Corporate Nov 9, 2012
At present Indian carriers do not use even a fourth of the seats which are allowed under various bilateral air service agreements (ASAs). Put simply, this means even when an Indian carrier is allowed to mount flights to certain overseas destinations, it does not use all available seat capacities, resulting in foreign carriers gaining a clear monopoly over Indian skies on most routes.
But this does not seem to have deterred Civil Aviation Minister Ajit Singh from announcing about 60 percent increase in traffic rights to Indian carriers between now and the winter schedule of 2013.
Till the summer schedule of 2012, Indian airlines were allowed to offer 1074 services per week on international routes but after today, this number has jumped to 1695 services per week from the winter schedule of 2013. Why is the government allowing domestic airlines permission for more seats on international routes given their poor show till now?
According to the story in the Indian Express , India has signed ASAs with over 109 countries and there are 8,34,000 weekly seats available on international air routes. Indian carriers utilise 22.7 per cent of the quota available, which will increase to 40 per cent after IndiGo, SpiceJet and Jet Airways start flights to new short-haul and long-haul international destinations.
As per the statement released by the ministry this evening, budget carrier SpiceJet will see the maximum increase in permissions (more than three times) for overseas flights, from 70 now to 230 by the winter of 2013. IndiGo will increase its flights by about 50 percent to 172 from 116 now while Jet Airways will increase international operations by about 44% to 602 services per week from 417 now.
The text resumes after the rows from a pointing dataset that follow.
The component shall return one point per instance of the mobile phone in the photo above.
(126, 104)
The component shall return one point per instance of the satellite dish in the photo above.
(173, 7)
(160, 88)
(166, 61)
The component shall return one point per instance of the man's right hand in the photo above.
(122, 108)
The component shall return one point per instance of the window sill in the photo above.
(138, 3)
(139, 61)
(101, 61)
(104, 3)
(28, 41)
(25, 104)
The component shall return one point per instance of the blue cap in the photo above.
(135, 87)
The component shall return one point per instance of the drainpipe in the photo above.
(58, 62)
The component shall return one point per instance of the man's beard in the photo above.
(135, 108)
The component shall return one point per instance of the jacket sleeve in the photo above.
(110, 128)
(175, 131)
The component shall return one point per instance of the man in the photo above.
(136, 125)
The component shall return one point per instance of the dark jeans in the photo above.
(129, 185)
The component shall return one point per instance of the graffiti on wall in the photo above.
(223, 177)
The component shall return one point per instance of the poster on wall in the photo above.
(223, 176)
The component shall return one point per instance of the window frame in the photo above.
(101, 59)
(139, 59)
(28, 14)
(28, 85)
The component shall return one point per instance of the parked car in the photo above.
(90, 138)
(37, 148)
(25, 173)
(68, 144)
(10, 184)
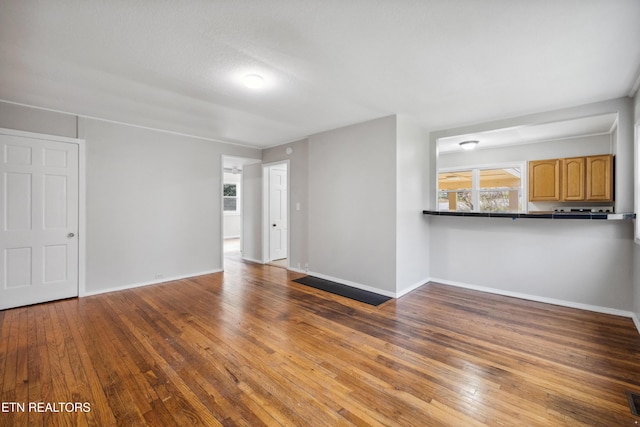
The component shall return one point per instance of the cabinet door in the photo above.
(573, 179)
(544, 180)
(600, 178)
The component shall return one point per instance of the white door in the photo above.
(277, 213)
(39, 220)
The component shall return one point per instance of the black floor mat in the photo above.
(343, 290)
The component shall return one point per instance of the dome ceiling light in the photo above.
(469, 145)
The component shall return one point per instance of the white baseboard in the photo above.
(411, 288)
(353, 284)
(636, 321)
(139, 285)
(564, 303)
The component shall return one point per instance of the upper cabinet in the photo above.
(599, 178)
(572, 179)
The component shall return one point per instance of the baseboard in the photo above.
(636, 321)
(353, 284)
(564, 303)
(411, 288)
(139, 285)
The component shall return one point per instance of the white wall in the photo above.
(636, 180)
(569, 147)
(153, 198)
(298, 198)
(585, 262)
(352, 204)
(412, 228)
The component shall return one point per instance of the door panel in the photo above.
(278, 213)
(38, 220)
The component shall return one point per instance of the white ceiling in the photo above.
(177, 65)
(583, 126)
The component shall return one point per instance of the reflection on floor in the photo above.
(232, 248)
(279, 263)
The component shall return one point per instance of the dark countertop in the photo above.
(538, 215)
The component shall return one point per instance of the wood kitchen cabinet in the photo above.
(599, 178)
(544, 180)
(571, 179)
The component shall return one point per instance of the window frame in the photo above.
(237, 197)
(475, 182)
For the first time, Indian airlines will fly to destinations like Rome, Madrid, Barcelona, Moscow, Sydney, Melbourne, Nairobi, Iraq, Al-Najaf and Tashkent from Delhi and Mumbai.
This will be the first time that Indian private airlines are allowed bulk new international flights after Singh revoked Air India's long held monopoly over international routes through its first right of refusal.
The minister has also okayed fresh bilateral negotiations to explore for enhancing traffic rights with those countries with whom existing traffic rights have almost got exhausted. These include Singapore, Thailand, Abu Dhabi, Dubai, Saudi Arabia, Oman, Iraq, Macao and Afghanistan.
While this will benefit Indian airlines, it could well bring major relief to some international carriers like Emirates, Qatar, Singapore Airlines and Thai Airways as well.
But the question is: when Indian carriers, just like most airlines around the world, are in deep debt with mouting losses, would they like to expand their global footprint so fast?
Go Air is absent from the list of entitlements the government has released today, perhaps signalling its cautious approach to expansion. The other, though obvious, omission from the list is Kingfisher Airlines.